Friday, August 17, 2007

Beautiful Cape Otway




Ahh, Cape Otway. Such a beautiful place, and the cape otway lighthouse, the most significant lighthouse in Australia, is home to our next piece of analysis:

Maximum temperatures have shown a significant increase in temperature since records first begun here in 1910, despite no real increase since the 60s. Minimum temperatures do not show a significant increase, although they do when analysing from world war 2 onwards. The last decade have been seen constantly warmer minimums.

Unfortunately our time based data is not fantastic, with Midnight, 3am, 6am, Noon, 6pm and 9pm all having limited data. But 9am times actually show a significant decrease. On observation of the graph this is largely due to very hot temperatures (and somewhat dubious) pre 1920. Since then no real pattern has emerged. Given the large increase in maximum temperatures, we would expect 3pm temperatures to also increase, but this was not so.

So is there much we can talk about this wonderful place? Well yes, despite a small sample size, when looking at minimum temperature anomalies vs 3am and 6am, we see that minimum anomalies are up to half a degree warmer, which once again indicates that the minimum temperature is warming up at a greater rate than overnight temperatures. Once again indicating that the minimum is a poor measure of overnight climate.

4 comments:

Anonymous said...

Jonathan you may well be interested in some comments about cloudiness on either side of the vermin fence in WA, including one by me comparing Merredin and Southern Cross.

http://www.climateaudit.org/?p=1882#comment-128008

Comment #148

Phil said...

Jonathan, here is what I think you are seeing in your analysis. Bushland has a much higher albedo than agricultural land, so reflects far less sunlight and we have the clouds over bushland phenomena, which seems to be common here in the West. I see it on a regular basis.
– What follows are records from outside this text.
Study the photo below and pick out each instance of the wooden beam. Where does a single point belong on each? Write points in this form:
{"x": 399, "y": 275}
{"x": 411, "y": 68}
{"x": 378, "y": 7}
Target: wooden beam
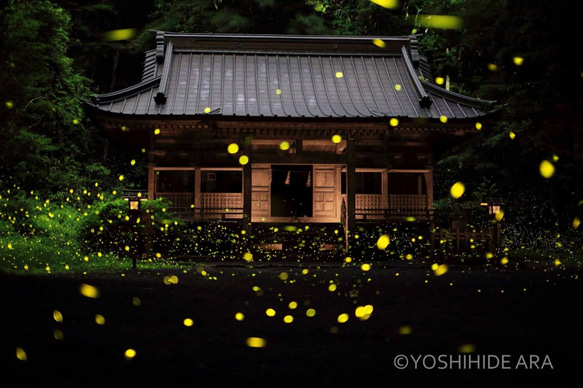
{"x": 247, "y": 187}
{"x": 350, "y": 193}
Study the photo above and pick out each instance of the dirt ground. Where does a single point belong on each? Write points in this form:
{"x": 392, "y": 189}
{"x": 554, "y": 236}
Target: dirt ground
{"x": 523, "y": 319}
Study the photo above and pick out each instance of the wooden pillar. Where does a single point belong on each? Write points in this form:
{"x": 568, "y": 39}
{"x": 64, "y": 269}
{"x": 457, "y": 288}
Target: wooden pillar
{"x": 429, "y": 185}
{"x": 151, "y": 181}
{"x": 247, "y": 188}
{"x": 350, "y": 194}
{"x": 197, "y": 193}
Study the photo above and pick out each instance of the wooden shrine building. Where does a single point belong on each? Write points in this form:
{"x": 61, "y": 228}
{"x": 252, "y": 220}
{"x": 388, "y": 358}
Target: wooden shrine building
{"x": 276, "y": 128}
Over time, most locations around Australia will have seen a reduction in bushland in their area (at least as a statistical average).

Reduced bushland = reduced clouds and that quite simply is what you are seeing with increased daytime warming and increased nighttime cooling.
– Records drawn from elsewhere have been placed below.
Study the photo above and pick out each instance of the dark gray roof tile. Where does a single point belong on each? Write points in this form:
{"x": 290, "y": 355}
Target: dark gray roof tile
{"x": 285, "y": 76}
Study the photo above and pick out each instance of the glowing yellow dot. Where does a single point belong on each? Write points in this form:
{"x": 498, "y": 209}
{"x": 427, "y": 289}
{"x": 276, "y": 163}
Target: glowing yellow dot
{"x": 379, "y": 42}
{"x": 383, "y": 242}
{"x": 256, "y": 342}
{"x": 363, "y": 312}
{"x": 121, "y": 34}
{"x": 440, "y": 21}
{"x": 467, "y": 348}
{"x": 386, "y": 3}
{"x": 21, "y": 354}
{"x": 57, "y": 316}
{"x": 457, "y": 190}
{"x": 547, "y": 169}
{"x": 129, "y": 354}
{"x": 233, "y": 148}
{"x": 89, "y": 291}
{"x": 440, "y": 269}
Albedo and water vapour feedbacks swamp any climate effect from CO2.

The way to test this is to pick a site (if one exists) in the middle of a natural park that hasn't seen bushland reduction.
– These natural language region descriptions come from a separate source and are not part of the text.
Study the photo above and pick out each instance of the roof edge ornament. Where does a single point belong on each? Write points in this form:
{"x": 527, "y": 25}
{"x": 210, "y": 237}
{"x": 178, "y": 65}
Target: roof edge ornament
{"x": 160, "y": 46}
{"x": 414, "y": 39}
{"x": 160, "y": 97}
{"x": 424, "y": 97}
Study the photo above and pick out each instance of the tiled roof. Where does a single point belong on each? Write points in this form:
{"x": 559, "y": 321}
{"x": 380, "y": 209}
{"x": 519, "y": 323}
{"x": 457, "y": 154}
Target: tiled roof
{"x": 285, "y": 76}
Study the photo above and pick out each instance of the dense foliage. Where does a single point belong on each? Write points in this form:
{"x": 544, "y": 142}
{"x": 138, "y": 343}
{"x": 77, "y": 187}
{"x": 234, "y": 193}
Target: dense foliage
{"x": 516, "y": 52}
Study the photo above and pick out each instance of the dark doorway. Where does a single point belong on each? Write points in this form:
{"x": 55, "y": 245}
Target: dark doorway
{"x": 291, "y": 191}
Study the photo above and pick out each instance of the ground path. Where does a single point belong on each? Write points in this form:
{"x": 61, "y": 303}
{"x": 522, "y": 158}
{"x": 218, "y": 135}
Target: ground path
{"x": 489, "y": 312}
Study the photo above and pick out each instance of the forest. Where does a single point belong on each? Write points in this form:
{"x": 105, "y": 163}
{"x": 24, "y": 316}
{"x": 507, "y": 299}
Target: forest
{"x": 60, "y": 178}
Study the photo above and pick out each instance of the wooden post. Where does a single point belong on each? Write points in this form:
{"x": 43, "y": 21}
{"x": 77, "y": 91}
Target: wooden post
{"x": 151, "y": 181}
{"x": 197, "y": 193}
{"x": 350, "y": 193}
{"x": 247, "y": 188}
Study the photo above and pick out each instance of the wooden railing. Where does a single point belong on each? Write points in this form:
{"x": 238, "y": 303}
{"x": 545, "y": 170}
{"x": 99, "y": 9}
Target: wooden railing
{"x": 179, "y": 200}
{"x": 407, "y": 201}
I realize there is a albedo - temperature - heat gain issue here, but that takes us down the thermodynamics road which SM rightly identifies as a morass best avoided.

Jonathan Lowe said...

you might well be right Phillip, unfortunately these type of stations just do not exist. All the stations are basically at post office's, airports or the like. I am trying to get a hold of cloud cover data which could back your theory, however I do believe all such data is only taken in more recent times.

Phil said...

Jonathan, I posted some observations about Time of Observation adjustments over at Climate Audit.

In summary. I can't see how a significant time of observation bias can occur in a long series of observations.

The official (NASA?) temperature data has a significant TOB adjusment, which has shown a steadily increasing trend since 1950 and is a large component of the apparent warming over that period.

I assume this is because the yearly data is compiled from monthly TOB adjusted data, which uses a monthly TOB estimating method.

There are legitimate reasons to adjust monthly data for TOB, but not longer time series of a year or multiple years. So any TOB adjustment in the annual data has to be noise from the estimating process.

I need a statistician to confirm that what I think is correct, i.e. you can't have a significant TOB in a long series of observations (or tell me why I am wrong).